La même évolution se trouve, sans doute, lors des strates successives accompagnant la rédaction des évangiles : de « Mathieu-propre » et « proto-Marc », et Marc, à « Luc-propre » et l’Evangile de Jean, puis l’Evangile de Thomas en passant par les logia (source Q) et les évangiles synoptiques (Mathieu, Marc, Luc) dans leur rédaction actuelle. Mais cette reconstruction historique devrait aujourd’hui tenir compte des variations manuscrites expliquées par les corpus évangéliques anciens ; affaire de manuscrrits. La disposition des évangiles dans un tout (un corpus)  influe aussi sur la symétrie des textes et le choix des mots qui varient d’un texte à l’autre.

 

Note :sur « LES EVANGILES SYNOPTIQUES » dans l'article de Wikipedia consacré à Christian Bernard Amphoux (lien).
¼ de Mathieu propre (propre à Mathieu) + ¼ de Mathieu provenant de Quelle (source « Q » - « Quelle » - des logia ou des paroles) + ½ de Mathieu pris à Marc + ¼ de Luc provenant de Quelle (source des logia) + 1 /4 de Luc pris dans Marc + ½ de Luc qui lui est propre (et qui annonce peut être Jean). La théorie des sources évangéliques devraient aujourd’hui tenir compte des travaux sur les manuscrits anciens (et non à partir du texte grec reconstitué, des éditions imprimées), particulièrement les travaux de Christian-Bernard Amphoux sur le Codex de Bèze (manuscrit pris par les Genevois dans la bibliothèque remontant à Saint-Irénée à Lyon) qui présente le corpus des évangiles dans un ordre différent ; donc ce qui explique certaines variantes (et complexifie par des symétries insoupçonnées une théorie des sources donc à reprendre). Le codex de Bèze correspondrait, selon Amphoux, à l’édition des évangiles, datant de 120, à Smyrne. Avec cet ordre : Mathieu-Jean-Luc-Marc ! 

 

L’évolution opérée par l’Evangile n’est pas toujours manifeste et directement efficace :
- l’Eglise post-apostolique gardera encore l’idée du retour apocalyptique du Christ (avec le Jugement dernier et, pour certains, le règne de 1 000 ans), à côté de son accomplissement dans l’humilité du Jésus de l’histoire, comme si l’Incarnation ne suffisait pas…
- la nouveauté issue de Jésus, autre exemple, concernant l’égalité homme - femme (discernable dans l’épisode de Marthe et Marie en Luc 10, 38-42 où Marthe reproche à sa sœur d’être « assise aux pieds du Seigneur » c'est-à-dire de prendre le statut de l’homme en devenant disciple et où, justement, Jésus félicite Marie ), n’influence pas totalement le déroulement historique : la charge d’être disciple puis apôtre restera confiée aux hommes..
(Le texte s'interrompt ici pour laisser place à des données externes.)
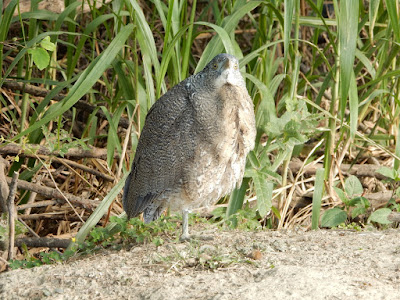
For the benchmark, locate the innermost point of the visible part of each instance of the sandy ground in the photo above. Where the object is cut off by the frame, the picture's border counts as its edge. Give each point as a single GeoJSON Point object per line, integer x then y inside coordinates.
{"type": "Point", "coordinates": [234, 265]}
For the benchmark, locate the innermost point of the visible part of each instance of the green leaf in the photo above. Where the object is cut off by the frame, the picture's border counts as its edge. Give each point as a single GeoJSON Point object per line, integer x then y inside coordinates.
{"type": "Point", "coordinates": [87, 79]}
{"type": "Point", "coordinates": [47, 44]}
{"type": "Point", "coordinates": [358, 210]}
{"type": "Point", "coordinates": [353, 186]}
{"type": "Point", "coordinates": [380, 216]}
{"type": "Point", "coordinates": [264, 193]}
{"type": "Point", "coordinates": [348, 29]}
{"type": "Point", "coordinates": [40, 57]}
{"type": "Point", "coordinates": [388, 172]}
{"type": "Point", "coordinates": [341, 194]}
{"type": "Point", "coordinates": [237, 197]}
{"type": "Point", "coordinates": [333, 217]}
{"type": "Point", "coordinates": [287, 20]}
{"type": "Point", "coordinates": [98, 213]}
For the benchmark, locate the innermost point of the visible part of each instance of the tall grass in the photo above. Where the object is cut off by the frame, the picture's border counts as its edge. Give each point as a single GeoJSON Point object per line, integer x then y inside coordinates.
{"type": "Point", "coordinates": [332, 80]}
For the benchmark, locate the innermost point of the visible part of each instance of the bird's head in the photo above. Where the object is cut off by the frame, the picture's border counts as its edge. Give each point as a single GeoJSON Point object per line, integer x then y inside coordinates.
{"type": "Point", "coordinates": [224, 69]}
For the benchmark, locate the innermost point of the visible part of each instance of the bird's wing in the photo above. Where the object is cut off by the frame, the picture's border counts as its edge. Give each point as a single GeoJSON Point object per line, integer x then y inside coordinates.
{"type": "Point", "coordinates": [165, 142]}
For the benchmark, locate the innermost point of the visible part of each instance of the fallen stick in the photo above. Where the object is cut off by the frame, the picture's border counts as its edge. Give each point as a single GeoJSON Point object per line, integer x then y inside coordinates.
{"type": "Point", "coordinates": [41, 92]}
{"type": "Point", "coordinates": [32, 150]}
{"type": "Point", "coordinates": [53, 193]}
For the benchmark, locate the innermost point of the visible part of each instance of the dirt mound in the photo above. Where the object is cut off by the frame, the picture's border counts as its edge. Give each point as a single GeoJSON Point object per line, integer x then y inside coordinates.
{"type": "Point", "coordinates": [234, 265]}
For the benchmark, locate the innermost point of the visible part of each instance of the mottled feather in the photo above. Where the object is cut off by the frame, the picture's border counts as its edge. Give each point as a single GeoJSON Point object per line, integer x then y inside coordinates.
{"type": "Point", "coordinates": [193, 146]}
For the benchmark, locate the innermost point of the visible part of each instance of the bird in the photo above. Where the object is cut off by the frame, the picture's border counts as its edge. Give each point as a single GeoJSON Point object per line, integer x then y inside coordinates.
{"type": "Point", "coordinates": [193, 146]}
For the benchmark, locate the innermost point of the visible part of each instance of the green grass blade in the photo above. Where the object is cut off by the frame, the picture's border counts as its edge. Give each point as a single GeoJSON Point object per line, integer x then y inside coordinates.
{"type": "Point", "coordinates": [215, 46]}
{"type": "Point", "coordinates": [394, 18]}
{"type": "Point", "coordinates": [348, 30]}
{"type": "Point", "coordinates": [373, 12]}
{"type": "Point", "coordinates": [353, 105]}
{"type": "Point", "coordinates": [263, 192]}
{"type": "Point", "coordinates": [317, 197]}
{"type": "Point", "coordinates": [237, 198]}
{"type": "Point", "coordinates": [85, 81]}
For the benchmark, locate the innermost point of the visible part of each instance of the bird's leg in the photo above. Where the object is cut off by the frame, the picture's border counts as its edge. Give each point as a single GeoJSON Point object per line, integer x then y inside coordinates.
{"type": "Point", "coordinates": [185, 226]}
Malgré l’enveloppe grandiose ou naïve, l’écriture biblique sécularise ou conteste la religion. Mais il n’empêche que ce déplacement (qui annonce, par exemple, la libération de la femme particulièrement avec la vision du ressuscité confié à des femmes, dont le témoignage n’avait aucune valeur à l’époque, ni chez les juifs ni chez les romains) peut souvent être noté comme un ferment qui ne fait pas encore lever toute la pâte, ou comme un trésor encore caché dans un champ.  Ici, Jésus, citant l’Ancien Testament, change le terme de Deutéronome 6, 13 « tu craindras » en « tu adoreras » en Mathieu 4, 10 ou Luc 4, 8.. L’adoration comprend l’idée d’amour, mais garde de la compréhension du Deutéronome le sentiment que l’objet de cet amour est infiniment élevé au dessus de toute compréhension. L’adoration garde le respect, le sentiment d’altérité, mais ôte la peur ! Là, Jésus dé-hiérarchise la foi : « Les premiers seront les derniers et les derniers, premiers » et : « Celui qui accueille en mon nom un petit m’accueille moi-même et celui qui m’a envoyé » (Marc 10, 31 et 37 et parallèles). Formidable déplacements pour lesquels il est impossible de s’arrêter. Jésus dé-hiérarchise Dieu et le monde, toutes les grandeurs du monde, politiques et religieuses, ainsi que les visualisations pour l’attente de la fin du monde….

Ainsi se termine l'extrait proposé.